Note that this tells the reader in the first line that Mr g going to tell us a story about what happened, at least as he remembers it. There were no books or stenographers at this time: Mr. g had not even invented Time. But Time is the first thing he creates, unintentionally, and Time leads to Music and soon the empty Void starts to change. Mr. g might have seen all this as a good thing but his Aunt isn’t always in agreement. In fact, when presented with Mr. g’s newest creation, Space, filled with billions and billions of Universes, Aunt Penelope asks Mr. g to make her a chair so she can finally sit down. It was Mr. g’s first material creation.

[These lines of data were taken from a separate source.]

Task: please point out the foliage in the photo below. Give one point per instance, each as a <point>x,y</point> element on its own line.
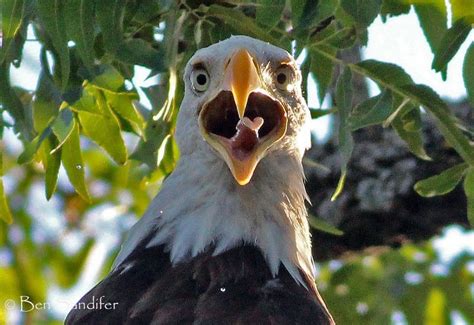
<point>409,284</point>
<point>85,95</point>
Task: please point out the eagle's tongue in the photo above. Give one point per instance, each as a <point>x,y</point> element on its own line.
<point>246,138</point>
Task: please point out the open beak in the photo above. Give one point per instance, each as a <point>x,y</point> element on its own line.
<point>241,122</point>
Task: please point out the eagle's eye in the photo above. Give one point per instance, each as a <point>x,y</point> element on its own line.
<point>283,77</point>
<point>200,79</point>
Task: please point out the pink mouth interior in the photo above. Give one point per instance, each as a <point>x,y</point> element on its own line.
<point>262,117</point>
<point>246,137</point>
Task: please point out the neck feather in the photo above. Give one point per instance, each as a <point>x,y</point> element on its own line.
<point>199,207</point>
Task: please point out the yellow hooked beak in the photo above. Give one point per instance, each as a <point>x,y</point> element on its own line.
<point>242,121</point>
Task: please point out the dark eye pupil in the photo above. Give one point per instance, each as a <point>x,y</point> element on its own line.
<point>201,79</point>
<point>281,78</point>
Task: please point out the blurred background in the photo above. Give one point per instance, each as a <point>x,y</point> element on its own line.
<point>385,255</point>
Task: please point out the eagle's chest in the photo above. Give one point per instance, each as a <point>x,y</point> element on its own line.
<point>233,287</point>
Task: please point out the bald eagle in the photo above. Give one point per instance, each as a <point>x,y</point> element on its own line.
<point>226,240</point>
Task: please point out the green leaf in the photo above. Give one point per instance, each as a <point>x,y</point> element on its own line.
<point>344,105</point>
<point>462,8</point>
<point>63,127</point>
<point>110,14</point>
<point>71,157</point>
<point>304,16</point>
<point>32,147</point>
<point>404,125</point>
<point>387,73</point>
<point>442,183</point>
<point>433,21</point>
<point>105,131</point>
<point>445,120</point>
<point>51,162</point>
<point>13,105</point>
<point>450,43</point>
<point>109,78</point>
<point>320,112</point>
<point>394,8</point>
<point>394,78</point>
<point>269,12</point>
<point>322,69</point>
<point>138,52</point>
<point>435,310</point>
<point>363,11</point>
<point>122,104</point>
<point>12,17</point>
<point>323,225</point>
<point>79,15</point>
<point>240,22</point>
<point>469,191</point>
<point>5,213</point>
<point>468,73</point>
<point>373,111</point>
<point>51,13</point>
<point>45,104</point>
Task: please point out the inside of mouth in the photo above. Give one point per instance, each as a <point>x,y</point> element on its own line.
<point>222,118</point>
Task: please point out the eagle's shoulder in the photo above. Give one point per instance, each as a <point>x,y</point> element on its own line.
<point>233,287</point>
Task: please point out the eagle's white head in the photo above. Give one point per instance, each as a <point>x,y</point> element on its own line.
<point>242,131</point>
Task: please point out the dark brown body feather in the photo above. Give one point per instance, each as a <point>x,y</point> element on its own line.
<point>235,287</point>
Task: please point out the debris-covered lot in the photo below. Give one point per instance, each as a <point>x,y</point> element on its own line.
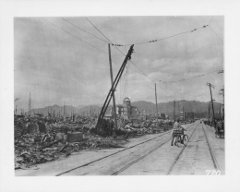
<point>40,139</point>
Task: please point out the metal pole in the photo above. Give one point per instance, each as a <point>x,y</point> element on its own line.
<point>156,100</point>
<point>174,105</point>
<point>111,74</point>
<point>210,89</point>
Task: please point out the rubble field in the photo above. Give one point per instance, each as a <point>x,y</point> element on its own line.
<point>41,139</point>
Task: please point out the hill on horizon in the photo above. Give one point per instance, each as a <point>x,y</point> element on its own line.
<point>143,106</point>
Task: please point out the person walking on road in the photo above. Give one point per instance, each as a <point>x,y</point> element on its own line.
<point>176,129</point>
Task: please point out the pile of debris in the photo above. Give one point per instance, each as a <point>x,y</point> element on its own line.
<point>39,140</point>
<point>42,139</point>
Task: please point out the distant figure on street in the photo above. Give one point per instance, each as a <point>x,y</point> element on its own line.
<point>176,129</point>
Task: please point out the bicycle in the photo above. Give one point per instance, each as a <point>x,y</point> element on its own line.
<point>180,137</point>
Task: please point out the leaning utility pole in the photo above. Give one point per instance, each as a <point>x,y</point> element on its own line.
<point>210,89</point>
<point>113,87</point>
<point>29,104</point>
<point>156,100</point>
<point>113,94</point>
<point>174,108</point>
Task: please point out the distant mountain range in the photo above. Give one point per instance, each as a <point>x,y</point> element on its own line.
<point>143,106</point>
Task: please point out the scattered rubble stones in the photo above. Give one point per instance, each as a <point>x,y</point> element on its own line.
<point>41,139</point>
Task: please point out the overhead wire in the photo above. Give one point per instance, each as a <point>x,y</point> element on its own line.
<point>83,30</point>
<point>160,39</point>
<point>72,35</point>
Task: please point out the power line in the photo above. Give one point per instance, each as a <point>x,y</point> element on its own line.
<point>98,29</point>
<point>83,30</point>
<point>72,35</point>
<point>117,48</point>
<point>161,39</point>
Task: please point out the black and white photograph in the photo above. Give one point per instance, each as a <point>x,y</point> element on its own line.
<point>134,95</point>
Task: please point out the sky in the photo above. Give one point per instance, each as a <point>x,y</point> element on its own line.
<point>64,60</point>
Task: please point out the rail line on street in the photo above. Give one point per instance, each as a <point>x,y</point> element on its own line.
<point>142,157</point>
<point>213,157</point>
<point>104,157</point>
<point>125,149</point>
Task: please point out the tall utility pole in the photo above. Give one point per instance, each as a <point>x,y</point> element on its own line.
<point>210,89</point>
<point>113,87</point>
<point>174,108</point>
<point>29,104</point>
<point>111,74</point>
<point>156,100</point>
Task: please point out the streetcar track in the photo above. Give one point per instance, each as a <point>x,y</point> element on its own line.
<point>214,160</point>
<point>181,152</point>
<point>104,157</point>
<point>140,158</point>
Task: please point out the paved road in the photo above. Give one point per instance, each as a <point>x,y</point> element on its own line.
<point>203,154</point>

As you might imagine, the Creation continues, Matter is created, Life is created, Free Will is questioned, Religion is dealt with, Good and Evil present themselves, and Aunt Penelope gets a new dress. The important point this novel makes, however, is that Mr. g started the Creation of the entire universe (not just some garden in a small corner of an insignificant planet) by developing a few simple rules and later by augmenting them with what he called Quantum physics (conveniently, we still use the same term). The idea was that the created universe would obey the laws (of physics?) and be tweaked by the underlying Quantum. What Mr. g discovered was that the creation worked fine following the rules and didn’t need looking after since the rules were all that was necessary to have the universe grow and develop Life.
But Mr. g still struggles with the urge to know everything and control everything: after all, it was his project.

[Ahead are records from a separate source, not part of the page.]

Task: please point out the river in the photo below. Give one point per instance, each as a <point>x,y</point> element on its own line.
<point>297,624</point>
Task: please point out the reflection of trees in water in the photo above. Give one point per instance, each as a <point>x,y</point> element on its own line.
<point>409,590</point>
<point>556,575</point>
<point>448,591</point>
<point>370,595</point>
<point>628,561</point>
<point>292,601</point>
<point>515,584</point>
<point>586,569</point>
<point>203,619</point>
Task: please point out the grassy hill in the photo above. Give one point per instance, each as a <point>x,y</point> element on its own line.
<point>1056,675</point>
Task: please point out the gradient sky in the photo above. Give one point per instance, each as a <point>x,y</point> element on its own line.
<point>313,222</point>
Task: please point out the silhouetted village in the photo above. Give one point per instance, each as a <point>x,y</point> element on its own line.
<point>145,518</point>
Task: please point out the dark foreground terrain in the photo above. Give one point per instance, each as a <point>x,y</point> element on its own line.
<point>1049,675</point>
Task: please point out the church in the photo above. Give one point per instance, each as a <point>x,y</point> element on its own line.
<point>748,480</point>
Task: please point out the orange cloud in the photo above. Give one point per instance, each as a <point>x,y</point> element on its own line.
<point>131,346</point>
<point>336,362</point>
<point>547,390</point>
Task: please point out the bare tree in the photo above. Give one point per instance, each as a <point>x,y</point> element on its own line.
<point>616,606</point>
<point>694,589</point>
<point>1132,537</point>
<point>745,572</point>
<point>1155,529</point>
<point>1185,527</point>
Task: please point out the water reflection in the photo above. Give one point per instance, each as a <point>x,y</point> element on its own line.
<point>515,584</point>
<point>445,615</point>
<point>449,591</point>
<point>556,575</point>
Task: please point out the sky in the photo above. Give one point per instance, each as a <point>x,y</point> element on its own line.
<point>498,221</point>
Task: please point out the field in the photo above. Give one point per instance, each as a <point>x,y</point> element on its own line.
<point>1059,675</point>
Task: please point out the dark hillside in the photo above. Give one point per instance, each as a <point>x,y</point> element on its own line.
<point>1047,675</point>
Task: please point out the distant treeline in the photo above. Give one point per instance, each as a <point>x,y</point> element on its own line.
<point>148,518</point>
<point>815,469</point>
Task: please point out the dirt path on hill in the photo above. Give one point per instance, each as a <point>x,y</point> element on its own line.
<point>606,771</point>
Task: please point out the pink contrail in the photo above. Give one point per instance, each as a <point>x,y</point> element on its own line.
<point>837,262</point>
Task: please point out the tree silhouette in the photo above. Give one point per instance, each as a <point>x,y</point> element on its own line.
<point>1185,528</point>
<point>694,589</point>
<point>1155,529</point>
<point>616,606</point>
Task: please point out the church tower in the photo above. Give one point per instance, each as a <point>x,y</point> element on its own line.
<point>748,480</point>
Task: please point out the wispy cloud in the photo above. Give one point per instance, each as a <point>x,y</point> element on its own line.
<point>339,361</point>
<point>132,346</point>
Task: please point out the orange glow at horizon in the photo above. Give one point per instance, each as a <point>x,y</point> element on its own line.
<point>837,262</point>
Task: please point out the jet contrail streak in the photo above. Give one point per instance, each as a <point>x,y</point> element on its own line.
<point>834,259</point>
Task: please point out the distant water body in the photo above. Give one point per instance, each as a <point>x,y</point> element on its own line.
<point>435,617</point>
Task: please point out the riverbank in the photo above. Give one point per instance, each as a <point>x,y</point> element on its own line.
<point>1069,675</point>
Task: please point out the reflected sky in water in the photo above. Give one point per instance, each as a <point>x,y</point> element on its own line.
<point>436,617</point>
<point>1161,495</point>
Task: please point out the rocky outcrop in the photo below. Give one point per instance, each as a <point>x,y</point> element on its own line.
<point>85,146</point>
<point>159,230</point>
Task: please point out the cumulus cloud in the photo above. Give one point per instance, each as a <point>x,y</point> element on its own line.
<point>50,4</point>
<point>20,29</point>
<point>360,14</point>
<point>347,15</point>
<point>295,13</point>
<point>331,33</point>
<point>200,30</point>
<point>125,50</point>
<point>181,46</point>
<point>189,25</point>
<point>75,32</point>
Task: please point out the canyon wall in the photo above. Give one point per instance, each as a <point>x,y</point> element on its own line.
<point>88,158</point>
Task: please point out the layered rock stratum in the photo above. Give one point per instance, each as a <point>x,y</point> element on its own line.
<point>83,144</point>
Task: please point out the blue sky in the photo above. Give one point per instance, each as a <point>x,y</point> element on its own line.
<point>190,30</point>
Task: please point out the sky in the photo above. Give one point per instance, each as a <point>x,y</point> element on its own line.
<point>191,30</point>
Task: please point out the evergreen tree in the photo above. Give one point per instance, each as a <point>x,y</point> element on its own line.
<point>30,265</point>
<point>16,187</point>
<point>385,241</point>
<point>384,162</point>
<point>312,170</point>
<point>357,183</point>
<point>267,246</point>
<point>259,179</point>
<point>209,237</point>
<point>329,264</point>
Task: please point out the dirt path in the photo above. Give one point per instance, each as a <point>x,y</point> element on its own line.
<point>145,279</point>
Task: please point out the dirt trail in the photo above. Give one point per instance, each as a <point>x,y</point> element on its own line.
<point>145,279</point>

It should be noted that Mr. g (and a shady character named Belhor who shows up with his satanic “dog” Baphomet) is a skilled mathematician and can calculate enormous numbers involving sub-atomic events without resorting to an early Bowmar Brain. In some of these episodes of unimaginable numbers, I suspect Lightman is suggesting that individual knowledge and control of everything going on in the universe is unlikely and probably believed only by people who can’t even multiply three-digit numbers in their head.
One thing that is suggested in the trial and error method Mr. g uses to create the universe is that he is quick to destroy experiments and variations that are not working to his satisfaction (even when he is just feeling petulant and destructive). The suggestion I received from this is that true-believers should be thankful to their god for not smearing them on his boot-heel instead of celebrating their creation by a god who was bored and just wanted something different to happen in his boring life.
Reading Mr g you realize early on that it is impossible to fully embrace the fiction and quickly allow for breaks in the mythical treatment, like Aunt Penelope getting a chair to sit on in the Void, but it’s still both fun and thought provoking as you read along. A good question to think about is how well Alan Lightman develops this fantastic fiction, albeit based on hard-science, and then compare it to the fiction developed in the first chapter of the Bible. Which one is more plausible?
How does it all turn out? Well, don’t count on cashing in your Celestial life-insurance … still, Aunt Penelope does get a new dress.
In his notes Alan Lightman acknowledges that some elements of his novel should not suggest that Mr. g (or God) would do things a certain way, but that it’s easier for humans to understand something more familiar to them (like Base-10 numbers). This is the same theory that had German soldiers speaking English in the Hollywood movies. He also points out that he is working with the physics and the knowledge of the universe that existed at the time he was writing. I found this interesting since I was watching a symposium on the Holographic theory of the universe that suggested there may be a layer of physical laws underneath what is our current base of quantum physics.
Is the universe just a hologram? The mathematics suggest it just might be. Stephen Hawking says, “Rubbish.”